Mme Christine Lagarde, ministre. Sans faire durer le plaisir, surtout quand il s’agit de commenter des affaires de matelas à une heure aussi avancée (Rires), je souhaite m’inscrire en faux contre les accusations portées à l’encontre de ma collègue et amie Christine Boutin et selon lesquelles elles auraient dit des bêtises ou en tout cas des choses fausses.

Je rappelle les termes du deuxième alinéa de l'article L. 221-5 : « Le taux de centralisation des dépôts collectés au titre du livret A et du livret de développement durable est fixé de manière que les ressources centralisées sur ces livrets dans le fonds prévu à l’article L. 221-7 soient au moins égales au montant des prêts consentis au bénéfice du logement social et de la politique de la ville par la Caisse des dépôts et consignations au titre de ce même fonds, affecté d’un coefficient multiplicateur égal à 1,25. »

Les propos de Christine Boutin étaient donc parfaitement justes : le coefficient multiplicateur égal à 1,25 constitue un « matelas » largement suffisant.

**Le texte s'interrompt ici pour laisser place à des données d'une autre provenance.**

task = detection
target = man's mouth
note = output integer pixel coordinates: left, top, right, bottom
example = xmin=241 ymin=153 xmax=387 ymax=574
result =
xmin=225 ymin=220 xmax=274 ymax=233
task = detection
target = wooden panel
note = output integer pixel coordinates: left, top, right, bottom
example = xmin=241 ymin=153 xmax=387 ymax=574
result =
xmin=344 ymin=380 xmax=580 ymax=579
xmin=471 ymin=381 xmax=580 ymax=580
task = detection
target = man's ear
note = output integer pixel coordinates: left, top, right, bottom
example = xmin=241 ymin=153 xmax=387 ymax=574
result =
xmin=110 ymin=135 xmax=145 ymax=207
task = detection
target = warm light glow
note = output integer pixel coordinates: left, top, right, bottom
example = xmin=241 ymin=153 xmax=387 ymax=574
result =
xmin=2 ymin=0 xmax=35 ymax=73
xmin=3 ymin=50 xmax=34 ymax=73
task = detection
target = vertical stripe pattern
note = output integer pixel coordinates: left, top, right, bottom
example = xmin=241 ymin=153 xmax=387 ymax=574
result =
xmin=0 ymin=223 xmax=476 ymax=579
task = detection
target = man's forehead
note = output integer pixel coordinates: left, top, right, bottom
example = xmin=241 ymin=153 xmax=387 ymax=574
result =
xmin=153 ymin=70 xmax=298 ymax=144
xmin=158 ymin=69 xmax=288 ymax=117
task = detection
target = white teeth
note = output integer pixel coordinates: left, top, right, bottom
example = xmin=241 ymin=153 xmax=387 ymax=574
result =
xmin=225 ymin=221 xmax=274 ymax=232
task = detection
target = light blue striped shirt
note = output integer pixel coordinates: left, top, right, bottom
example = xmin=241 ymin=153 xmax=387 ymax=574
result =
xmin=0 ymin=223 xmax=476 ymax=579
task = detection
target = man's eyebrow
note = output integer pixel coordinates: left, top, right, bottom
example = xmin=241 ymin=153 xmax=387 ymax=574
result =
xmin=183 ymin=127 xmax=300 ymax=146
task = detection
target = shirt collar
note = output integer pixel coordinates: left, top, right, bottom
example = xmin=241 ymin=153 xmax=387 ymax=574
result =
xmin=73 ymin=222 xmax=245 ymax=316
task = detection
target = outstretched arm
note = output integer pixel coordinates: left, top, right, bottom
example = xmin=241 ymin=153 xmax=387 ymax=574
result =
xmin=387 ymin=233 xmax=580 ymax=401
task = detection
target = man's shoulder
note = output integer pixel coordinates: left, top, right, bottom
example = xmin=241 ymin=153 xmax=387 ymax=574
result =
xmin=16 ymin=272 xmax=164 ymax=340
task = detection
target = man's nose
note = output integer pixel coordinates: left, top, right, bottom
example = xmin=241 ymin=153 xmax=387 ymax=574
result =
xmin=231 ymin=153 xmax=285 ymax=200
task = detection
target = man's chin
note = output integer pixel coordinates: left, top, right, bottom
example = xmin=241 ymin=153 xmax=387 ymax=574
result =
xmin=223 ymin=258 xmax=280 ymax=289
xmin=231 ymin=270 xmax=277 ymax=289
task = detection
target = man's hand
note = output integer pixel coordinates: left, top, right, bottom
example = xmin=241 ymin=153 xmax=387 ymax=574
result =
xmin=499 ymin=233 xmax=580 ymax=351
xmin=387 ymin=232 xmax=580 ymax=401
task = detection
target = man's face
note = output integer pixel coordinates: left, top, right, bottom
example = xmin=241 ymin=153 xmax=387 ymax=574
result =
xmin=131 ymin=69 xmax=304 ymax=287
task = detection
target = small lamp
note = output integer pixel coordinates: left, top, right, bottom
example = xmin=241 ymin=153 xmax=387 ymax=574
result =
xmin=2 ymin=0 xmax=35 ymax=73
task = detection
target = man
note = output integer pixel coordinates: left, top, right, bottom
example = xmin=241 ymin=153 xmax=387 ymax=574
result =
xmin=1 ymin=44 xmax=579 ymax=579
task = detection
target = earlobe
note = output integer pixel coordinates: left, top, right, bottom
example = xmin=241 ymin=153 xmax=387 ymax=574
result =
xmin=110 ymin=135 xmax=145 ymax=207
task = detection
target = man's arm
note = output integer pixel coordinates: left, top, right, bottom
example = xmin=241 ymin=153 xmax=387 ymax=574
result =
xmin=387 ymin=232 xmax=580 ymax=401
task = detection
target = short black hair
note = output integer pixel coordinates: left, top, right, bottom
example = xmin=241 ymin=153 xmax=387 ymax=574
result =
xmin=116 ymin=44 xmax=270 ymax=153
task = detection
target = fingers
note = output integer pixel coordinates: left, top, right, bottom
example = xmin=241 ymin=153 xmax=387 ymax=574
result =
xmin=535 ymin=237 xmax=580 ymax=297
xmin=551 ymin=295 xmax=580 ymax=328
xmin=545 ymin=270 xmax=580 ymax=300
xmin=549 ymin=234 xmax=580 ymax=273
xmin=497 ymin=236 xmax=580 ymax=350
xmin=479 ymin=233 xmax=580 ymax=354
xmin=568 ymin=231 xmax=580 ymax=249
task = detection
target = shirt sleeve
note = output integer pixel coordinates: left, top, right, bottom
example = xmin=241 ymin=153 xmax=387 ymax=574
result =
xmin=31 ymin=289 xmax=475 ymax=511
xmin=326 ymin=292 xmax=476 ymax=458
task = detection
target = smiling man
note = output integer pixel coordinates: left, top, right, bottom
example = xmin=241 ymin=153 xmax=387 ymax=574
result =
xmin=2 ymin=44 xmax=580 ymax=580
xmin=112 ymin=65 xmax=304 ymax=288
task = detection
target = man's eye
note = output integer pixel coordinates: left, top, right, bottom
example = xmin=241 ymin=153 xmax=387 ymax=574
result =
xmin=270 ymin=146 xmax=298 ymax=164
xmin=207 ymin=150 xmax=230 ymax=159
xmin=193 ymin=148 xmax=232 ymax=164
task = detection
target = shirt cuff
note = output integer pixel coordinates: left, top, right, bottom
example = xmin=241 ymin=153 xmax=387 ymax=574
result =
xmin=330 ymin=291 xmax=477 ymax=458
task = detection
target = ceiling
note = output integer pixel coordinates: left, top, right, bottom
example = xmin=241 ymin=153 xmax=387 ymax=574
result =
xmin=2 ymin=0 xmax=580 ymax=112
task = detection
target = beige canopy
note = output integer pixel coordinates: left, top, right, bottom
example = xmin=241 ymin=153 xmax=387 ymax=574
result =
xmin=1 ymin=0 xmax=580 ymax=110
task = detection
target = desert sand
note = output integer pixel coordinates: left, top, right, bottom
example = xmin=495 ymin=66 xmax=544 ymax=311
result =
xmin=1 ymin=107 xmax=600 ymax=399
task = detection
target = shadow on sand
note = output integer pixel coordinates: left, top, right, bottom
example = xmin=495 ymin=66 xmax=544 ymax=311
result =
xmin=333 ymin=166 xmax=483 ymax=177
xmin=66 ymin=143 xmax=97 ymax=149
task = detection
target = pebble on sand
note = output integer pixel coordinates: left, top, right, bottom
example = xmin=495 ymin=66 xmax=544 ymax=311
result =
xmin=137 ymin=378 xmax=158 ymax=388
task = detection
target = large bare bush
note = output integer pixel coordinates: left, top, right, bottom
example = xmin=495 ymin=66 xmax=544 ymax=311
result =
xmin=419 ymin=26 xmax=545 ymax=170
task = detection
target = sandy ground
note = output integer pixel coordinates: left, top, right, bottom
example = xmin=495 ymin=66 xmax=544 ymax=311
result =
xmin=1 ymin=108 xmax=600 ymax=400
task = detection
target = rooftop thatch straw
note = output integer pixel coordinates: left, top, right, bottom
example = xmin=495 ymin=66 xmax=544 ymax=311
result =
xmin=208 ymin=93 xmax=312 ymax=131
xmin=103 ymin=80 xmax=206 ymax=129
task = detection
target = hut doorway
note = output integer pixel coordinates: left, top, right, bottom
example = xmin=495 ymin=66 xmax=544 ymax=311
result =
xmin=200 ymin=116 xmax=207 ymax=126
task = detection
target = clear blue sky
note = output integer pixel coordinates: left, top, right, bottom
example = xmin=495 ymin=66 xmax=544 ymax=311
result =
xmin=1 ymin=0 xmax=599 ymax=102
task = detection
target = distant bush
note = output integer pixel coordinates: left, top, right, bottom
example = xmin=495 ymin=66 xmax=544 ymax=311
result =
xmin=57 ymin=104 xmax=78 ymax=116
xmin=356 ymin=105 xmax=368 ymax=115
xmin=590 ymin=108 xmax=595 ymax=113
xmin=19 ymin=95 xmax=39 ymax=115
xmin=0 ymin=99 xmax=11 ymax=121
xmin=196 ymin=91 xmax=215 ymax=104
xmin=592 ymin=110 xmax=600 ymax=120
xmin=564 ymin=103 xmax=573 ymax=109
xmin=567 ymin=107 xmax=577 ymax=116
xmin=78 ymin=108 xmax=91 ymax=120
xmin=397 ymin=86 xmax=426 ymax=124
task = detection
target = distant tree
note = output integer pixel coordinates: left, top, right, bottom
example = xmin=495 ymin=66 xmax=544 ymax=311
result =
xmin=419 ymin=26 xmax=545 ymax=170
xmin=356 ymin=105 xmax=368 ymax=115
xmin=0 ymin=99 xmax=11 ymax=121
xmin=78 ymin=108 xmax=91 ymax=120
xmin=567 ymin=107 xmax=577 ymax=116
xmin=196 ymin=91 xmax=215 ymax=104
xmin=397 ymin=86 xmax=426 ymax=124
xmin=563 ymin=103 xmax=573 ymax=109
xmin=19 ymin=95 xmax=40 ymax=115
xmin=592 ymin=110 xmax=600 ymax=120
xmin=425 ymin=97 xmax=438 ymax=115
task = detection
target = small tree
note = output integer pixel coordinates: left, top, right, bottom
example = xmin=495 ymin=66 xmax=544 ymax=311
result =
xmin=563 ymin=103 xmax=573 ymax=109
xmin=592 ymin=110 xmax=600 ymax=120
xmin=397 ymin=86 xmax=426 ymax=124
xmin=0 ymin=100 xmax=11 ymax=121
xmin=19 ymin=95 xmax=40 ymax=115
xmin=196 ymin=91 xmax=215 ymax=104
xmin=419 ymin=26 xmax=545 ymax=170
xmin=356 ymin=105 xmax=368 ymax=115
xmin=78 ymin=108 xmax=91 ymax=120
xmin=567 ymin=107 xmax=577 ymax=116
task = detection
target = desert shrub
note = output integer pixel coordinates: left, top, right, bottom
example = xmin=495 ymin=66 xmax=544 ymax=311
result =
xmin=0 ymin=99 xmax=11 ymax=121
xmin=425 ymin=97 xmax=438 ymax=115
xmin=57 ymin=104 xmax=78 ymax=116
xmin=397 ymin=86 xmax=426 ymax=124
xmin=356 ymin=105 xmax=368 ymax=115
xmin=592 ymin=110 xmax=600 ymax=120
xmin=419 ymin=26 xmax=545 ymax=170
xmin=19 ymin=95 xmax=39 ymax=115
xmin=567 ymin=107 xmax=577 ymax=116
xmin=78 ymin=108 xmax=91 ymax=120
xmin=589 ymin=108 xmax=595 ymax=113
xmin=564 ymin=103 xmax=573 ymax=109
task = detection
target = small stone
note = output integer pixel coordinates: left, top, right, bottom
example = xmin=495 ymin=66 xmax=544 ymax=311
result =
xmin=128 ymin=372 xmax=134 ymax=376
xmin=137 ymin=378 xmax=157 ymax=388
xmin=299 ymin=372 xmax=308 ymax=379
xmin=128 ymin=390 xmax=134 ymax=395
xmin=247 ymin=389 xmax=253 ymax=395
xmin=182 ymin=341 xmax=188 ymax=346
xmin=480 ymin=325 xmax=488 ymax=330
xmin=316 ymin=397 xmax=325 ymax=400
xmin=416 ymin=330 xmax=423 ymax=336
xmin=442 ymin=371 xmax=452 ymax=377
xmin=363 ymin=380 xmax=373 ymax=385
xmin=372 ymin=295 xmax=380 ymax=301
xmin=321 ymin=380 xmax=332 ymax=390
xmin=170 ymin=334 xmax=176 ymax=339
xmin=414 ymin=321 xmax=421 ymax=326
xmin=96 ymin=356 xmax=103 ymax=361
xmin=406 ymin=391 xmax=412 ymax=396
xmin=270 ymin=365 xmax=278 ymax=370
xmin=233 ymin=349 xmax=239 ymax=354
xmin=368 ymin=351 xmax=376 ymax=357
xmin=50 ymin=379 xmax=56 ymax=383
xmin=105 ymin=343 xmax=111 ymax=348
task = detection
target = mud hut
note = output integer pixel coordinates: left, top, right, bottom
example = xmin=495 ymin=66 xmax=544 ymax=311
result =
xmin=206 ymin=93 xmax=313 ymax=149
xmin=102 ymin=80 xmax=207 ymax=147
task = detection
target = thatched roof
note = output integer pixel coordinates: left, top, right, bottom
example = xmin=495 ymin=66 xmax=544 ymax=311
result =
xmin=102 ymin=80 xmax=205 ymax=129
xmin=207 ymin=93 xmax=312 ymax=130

M. le président. Je mets aux voix l'amendement n° 379 rectifié.

Je suis saisi d'une demande de scrutin public émanant du groupe socialiste.

Il va être procédé au scrutin dans les conditions fixées par l'article 56 du règlement.

(Le scrutin a lieu.)

M. le président. Personne ne demande plus à voter ?…

Le scrutin est clos.

(Il est procédé au comptage des votes.)

M. le président. Voici le résultat du dépouillement du scrutin n° 129 :

Nombre de votants 327
Nombre de suffrages exprimés 296
Majorité absolue des suffrages exprimés 149
Pour l’adoption 126
Contre 170

Le Sénat n'a pas adopté.

Je mets aux voix l'amendement n° 378 rectifié.

(L'amendement n'est pas adopté.)

M. le président. Je mets aux voix l'amendement n° 554.

(L'amendement n'est pas adopté.)

M. le président. Je mets aux voix l'amendement n° 555.

(L'amendement n'est pas adopté.)

M. le président. Je mets aux voix l'amendement n° 563.

(L'amendement n'est pas adopté.)

M. le président. Je mets aux voix les amendements identiques nos 564 et 883.

(Les amendements ne sont pas adoptés.)

M. le président. Je mets aux voix l'amendement n° 1057.

(L'amendement est adopté.)

M. le président. La suite de la discussion est renvoyée à la prochaine séance.

Article 39 (priorité) (début)
Dossier législatif : projet de loi de modernisation de l'économie
Discussion générale

7

Ordre du jour

M. le président. Voici quel sera l’ordre du jour de la prochaine séance publique, précédemment fixée, à aujourd’hui, vendredi 4 juillet 2008 à dix heures, à quinze heures et le soir :

- Suite de la discussion du projet de loi (n° 398, 2007-2008), adopté par l’Assemblée nationale après déclaration d’urgence, de modernisation de l’économie.

Rapport (n° 413, 2007-2008) de M. Laurent Béteille, Mme Élisabeth Lamure et M. Philippe Marini, fait au nom de la commission spéciale.

Personne ne demande la parole ?…

La séance est levée.

(La séance est levée le vendredi 4 juillet 2008, à une heure.)